As someone who purchased mutual funds for over 10 years, i can attest to them being worthless. The banks end up keeping any and all upside while saddling the public with the management expenses (bill) for paltry gains or even losses. Banks make 1000s of percent gains off your money and provide you with 4% at best.
Classic example of the difficulty of applying “averages” to individuals. It’s essentially impossible to determine whats best for a person without knowing their situation, skills, emotions, etc. Saying ETFs are better for most people is true, but that misses the fact that whats best for a group of individuals isn’t the optimal solution for each member of that group. People interpret some studies in a way that makes it seem simple what the best option is, while overlooking the true complexities of the stats that make up the results. If a person is going to be more motivated to cut reckless spending and bad financial habits by investing in individual stocks that under perform the index by a percent or two over the long run, then that is clearly the better option for that individual than buying ETFs. If you are going to be stressed before falling to sleep every night because your stock picks are down 50%, just buy the index. But this creates a dilemma; what advice do you provide to a wide audience, each with unique situations?

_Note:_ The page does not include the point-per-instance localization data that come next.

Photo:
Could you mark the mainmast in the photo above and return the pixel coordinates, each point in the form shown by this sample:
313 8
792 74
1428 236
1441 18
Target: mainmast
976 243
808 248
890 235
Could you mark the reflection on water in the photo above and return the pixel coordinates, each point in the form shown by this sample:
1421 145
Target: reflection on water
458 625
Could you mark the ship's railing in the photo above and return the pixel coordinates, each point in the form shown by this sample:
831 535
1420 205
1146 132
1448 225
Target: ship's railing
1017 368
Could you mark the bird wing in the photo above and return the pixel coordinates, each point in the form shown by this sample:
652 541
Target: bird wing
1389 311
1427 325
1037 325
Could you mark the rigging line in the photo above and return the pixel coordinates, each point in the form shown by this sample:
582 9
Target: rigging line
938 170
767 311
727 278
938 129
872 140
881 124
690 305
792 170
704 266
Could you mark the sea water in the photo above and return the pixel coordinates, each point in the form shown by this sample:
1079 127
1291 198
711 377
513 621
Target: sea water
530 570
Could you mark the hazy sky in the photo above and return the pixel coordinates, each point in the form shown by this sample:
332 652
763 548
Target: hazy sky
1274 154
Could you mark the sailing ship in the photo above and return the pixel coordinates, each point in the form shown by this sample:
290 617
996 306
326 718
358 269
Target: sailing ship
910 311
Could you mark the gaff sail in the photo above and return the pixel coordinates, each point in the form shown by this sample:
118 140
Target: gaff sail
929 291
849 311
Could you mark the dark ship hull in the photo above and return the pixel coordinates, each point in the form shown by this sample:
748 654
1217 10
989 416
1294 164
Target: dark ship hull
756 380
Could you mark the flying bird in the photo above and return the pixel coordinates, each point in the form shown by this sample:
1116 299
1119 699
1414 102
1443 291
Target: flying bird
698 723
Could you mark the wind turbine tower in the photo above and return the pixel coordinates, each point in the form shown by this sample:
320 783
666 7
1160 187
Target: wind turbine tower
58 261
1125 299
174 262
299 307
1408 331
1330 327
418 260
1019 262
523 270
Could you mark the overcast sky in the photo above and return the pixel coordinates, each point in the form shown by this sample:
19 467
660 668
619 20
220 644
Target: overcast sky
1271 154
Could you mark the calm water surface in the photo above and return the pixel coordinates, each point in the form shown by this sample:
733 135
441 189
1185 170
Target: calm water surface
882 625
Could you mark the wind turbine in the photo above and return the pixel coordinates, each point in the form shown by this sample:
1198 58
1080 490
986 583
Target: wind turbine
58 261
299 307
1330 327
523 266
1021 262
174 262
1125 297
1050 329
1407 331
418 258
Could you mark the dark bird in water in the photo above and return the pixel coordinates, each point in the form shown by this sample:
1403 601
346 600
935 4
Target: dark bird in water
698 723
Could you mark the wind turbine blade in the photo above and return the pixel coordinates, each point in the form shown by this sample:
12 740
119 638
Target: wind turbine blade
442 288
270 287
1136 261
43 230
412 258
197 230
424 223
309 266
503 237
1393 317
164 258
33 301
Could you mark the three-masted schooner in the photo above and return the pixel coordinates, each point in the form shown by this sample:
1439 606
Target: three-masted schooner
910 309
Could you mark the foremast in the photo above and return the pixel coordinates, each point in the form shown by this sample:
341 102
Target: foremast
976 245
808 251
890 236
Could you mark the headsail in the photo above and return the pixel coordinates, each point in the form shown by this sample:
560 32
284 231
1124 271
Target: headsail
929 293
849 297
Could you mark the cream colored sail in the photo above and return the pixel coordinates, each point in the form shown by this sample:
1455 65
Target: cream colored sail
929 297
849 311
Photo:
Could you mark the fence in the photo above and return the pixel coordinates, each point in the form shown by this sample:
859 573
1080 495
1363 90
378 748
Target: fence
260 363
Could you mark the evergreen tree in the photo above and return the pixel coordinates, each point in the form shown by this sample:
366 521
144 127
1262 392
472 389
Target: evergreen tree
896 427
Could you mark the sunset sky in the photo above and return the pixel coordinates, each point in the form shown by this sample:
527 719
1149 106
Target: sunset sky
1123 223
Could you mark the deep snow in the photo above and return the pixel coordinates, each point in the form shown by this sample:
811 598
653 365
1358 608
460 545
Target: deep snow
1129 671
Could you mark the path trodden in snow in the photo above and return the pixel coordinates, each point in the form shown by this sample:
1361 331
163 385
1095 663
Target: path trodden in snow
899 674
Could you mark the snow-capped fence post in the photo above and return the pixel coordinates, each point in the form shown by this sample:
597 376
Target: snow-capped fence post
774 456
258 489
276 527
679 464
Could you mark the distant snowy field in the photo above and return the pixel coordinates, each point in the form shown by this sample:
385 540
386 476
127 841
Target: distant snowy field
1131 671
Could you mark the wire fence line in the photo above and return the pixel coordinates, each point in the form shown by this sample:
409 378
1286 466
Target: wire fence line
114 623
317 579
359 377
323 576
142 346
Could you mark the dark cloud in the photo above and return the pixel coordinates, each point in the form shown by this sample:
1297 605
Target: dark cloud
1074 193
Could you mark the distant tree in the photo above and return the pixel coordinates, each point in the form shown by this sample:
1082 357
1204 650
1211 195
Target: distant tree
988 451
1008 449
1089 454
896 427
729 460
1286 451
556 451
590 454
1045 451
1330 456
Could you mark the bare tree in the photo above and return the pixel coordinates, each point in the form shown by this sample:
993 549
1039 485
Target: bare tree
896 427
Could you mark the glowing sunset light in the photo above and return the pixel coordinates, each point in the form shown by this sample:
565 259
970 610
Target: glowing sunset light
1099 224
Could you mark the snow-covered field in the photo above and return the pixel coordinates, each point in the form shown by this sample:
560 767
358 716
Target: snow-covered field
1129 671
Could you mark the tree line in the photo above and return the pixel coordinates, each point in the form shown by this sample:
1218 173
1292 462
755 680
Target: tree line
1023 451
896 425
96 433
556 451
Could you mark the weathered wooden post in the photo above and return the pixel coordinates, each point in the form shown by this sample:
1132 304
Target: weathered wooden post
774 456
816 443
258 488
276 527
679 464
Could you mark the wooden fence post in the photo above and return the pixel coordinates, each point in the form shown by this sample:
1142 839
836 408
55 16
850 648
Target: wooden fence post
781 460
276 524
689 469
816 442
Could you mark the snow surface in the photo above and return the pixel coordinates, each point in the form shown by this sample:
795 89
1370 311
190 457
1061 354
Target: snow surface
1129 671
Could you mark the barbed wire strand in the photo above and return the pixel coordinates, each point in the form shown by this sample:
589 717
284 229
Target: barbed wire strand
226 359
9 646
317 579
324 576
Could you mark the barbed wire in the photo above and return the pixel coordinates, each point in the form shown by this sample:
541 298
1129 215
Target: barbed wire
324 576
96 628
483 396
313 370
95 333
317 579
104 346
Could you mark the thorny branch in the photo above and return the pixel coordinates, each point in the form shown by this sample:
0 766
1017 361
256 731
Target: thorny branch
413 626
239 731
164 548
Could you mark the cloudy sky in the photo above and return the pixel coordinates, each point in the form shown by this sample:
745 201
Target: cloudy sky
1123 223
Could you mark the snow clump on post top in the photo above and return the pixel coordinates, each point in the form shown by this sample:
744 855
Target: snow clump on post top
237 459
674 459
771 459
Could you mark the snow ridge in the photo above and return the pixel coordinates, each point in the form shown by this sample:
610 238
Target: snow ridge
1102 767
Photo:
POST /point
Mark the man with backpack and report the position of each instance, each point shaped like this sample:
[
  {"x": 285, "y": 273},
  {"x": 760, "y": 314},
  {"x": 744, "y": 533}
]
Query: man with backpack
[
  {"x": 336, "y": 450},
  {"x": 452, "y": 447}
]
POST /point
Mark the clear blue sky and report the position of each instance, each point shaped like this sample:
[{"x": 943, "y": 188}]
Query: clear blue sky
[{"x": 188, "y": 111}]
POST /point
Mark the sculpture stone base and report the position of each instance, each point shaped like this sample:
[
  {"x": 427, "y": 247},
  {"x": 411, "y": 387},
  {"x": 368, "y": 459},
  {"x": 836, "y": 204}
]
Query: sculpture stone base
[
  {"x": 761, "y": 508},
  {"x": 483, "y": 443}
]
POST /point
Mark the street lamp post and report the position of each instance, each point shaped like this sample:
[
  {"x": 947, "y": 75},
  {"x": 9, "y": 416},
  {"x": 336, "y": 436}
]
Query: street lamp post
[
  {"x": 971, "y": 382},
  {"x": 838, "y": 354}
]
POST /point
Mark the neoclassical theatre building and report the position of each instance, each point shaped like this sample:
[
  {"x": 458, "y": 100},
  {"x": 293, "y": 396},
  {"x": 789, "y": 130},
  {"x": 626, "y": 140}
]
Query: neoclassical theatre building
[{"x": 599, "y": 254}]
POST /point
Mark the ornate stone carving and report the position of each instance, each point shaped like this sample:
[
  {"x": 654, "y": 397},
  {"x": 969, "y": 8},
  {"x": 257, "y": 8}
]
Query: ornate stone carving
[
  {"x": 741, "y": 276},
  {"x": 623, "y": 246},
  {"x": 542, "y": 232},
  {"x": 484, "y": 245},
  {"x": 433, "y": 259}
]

This is where you excel Brandon (and Marc). You acknowledge the differences in approaches and styles individuals have and instead of just giving your opinion on what the best approach is, you look to give us the tools and knowledge that help us find our own optimal. I appreciate the value you both have provided me.
I think this concept also applies to life in general. We have to find our own “secret formula” to satisfaction and happiness. Simply following everything that others do or expect of us may lead to high levels of success and happiness but never our optimal peak.